Studies show that time spent with children can help seniors stay mentally alert and engaged, counteract feelings of isolation and depression that can occur with aging, and allow older adults to deepen their bonds with their grandchildren. In areas of high crime and poverty, where grandchildren frequently care for grandchildren, creating the opportunity for shared experiences at fitness centers, gyms, and playgrounds is an added rationale for adopting a multigenerational approach.

The Rodeo

Goric Offerings
Goric has a number of engaging sensory and sound offerings that integrate well in these settings. The Farm Pump, a cast iron, hand-operated water pump that connects to a water line, is a great place to start. One way young children develop a sense of agency and independence is by operating tools on their own, but if they need a little extra muscle and encouragement, older adults can jump in. The Farm Pump pairs well with other sand and water equipment, such as the Archimedes Screw and Water Play System 3, and is a wonderful jumping off point for lessons on sharing, where water comes from, why water is important to our health, and why it is important to conserve— the kind of wisdom that benefits from lived experience.
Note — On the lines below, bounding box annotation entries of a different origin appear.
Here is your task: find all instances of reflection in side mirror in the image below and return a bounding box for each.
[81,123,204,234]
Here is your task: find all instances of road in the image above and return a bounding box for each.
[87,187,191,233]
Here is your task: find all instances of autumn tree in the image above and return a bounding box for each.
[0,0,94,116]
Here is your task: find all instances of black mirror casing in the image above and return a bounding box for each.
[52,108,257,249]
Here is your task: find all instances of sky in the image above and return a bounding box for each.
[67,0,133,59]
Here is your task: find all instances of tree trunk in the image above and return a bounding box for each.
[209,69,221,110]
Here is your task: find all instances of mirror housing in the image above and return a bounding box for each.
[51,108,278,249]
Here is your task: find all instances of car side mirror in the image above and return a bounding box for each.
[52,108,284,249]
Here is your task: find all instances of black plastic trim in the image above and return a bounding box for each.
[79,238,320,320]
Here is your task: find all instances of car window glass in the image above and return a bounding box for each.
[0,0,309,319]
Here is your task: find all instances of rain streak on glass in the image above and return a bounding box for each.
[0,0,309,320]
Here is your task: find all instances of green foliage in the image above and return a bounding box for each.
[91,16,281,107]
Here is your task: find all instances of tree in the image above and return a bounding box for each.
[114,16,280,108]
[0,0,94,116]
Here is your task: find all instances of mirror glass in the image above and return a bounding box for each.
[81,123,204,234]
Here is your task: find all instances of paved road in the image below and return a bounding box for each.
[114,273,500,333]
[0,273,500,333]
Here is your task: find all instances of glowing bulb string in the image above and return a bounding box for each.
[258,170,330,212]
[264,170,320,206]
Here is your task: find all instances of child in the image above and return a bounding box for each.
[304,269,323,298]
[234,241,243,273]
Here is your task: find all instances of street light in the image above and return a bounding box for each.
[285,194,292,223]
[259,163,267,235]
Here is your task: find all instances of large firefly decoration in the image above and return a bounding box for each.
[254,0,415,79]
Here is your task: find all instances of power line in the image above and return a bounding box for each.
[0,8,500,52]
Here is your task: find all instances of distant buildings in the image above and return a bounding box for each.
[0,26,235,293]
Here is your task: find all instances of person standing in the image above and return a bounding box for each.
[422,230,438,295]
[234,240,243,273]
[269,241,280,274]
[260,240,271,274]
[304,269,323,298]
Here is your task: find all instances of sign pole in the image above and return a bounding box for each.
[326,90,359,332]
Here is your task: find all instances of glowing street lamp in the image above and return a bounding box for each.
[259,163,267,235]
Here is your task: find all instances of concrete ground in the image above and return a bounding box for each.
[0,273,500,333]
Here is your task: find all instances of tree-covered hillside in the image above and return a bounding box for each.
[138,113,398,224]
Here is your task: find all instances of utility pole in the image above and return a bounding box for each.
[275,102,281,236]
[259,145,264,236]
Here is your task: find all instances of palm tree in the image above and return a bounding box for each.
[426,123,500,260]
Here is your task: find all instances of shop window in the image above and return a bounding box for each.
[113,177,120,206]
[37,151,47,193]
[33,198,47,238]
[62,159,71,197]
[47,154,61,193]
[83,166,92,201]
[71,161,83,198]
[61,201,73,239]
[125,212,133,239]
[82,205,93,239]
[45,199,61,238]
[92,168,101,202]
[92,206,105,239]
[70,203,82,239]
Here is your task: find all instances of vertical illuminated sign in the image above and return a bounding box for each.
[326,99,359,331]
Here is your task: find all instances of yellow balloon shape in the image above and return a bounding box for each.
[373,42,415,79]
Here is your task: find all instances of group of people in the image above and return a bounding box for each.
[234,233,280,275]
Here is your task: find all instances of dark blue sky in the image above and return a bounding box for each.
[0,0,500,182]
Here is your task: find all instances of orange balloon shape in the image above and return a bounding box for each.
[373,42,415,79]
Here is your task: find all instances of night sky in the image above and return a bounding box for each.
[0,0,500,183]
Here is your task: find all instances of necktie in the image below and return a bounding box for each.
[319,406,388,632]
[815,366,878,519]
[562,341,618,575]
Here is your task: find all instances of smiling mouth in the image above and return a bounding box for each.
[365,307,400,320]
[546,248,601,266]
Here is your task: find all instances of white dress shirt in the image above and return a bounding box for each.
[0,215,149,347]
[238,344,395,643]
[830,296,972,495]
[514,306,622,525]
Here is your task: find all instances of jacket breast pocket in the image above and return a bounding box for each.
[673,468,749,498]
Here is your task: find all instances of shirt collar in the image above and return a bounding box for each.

Dance Chimes Musical Tiles

Dance Chimes Musical Tiles

There has been plenty of research showing that early exposure to music strengthens children’s neural connections and increases their capacity to learn, not just musically, but across disciplines. Goric’s popular Babel Drum is a carefully tuned steel drum that children and their grandparents can play with the hands, taking turns or playing as a duet. Tuned to an 8-note major pentatonic scale, it creates beautiful melodies with remarkable sustain. Another lovely sounding option for public places is a set of musical tiles designed by Alfonso van Leggelo. The Dance Chimes, consisting of nine brass tiles, activated by the pressure of movement ─ walking, skipping, jumping, and dancing ─ is a great way for children and grandparents to try to stomp out a melody, while getting a little exercise, as well.

For designers looking for playground equipment children and seniors can both use, The Rodeo is an excellent option. This double-seater version of the traditional see-saw allows grandparents or other caretakers to sit comfortably with their children, while pushing off the ground to strengthen their quads and lower back. The rubber bumpers provide a pillow-soft landing, making it easy on older knees and ankles.

Children and grandparents both stand to benefit from fitness settings that can be shared. Consider it a modest proposal.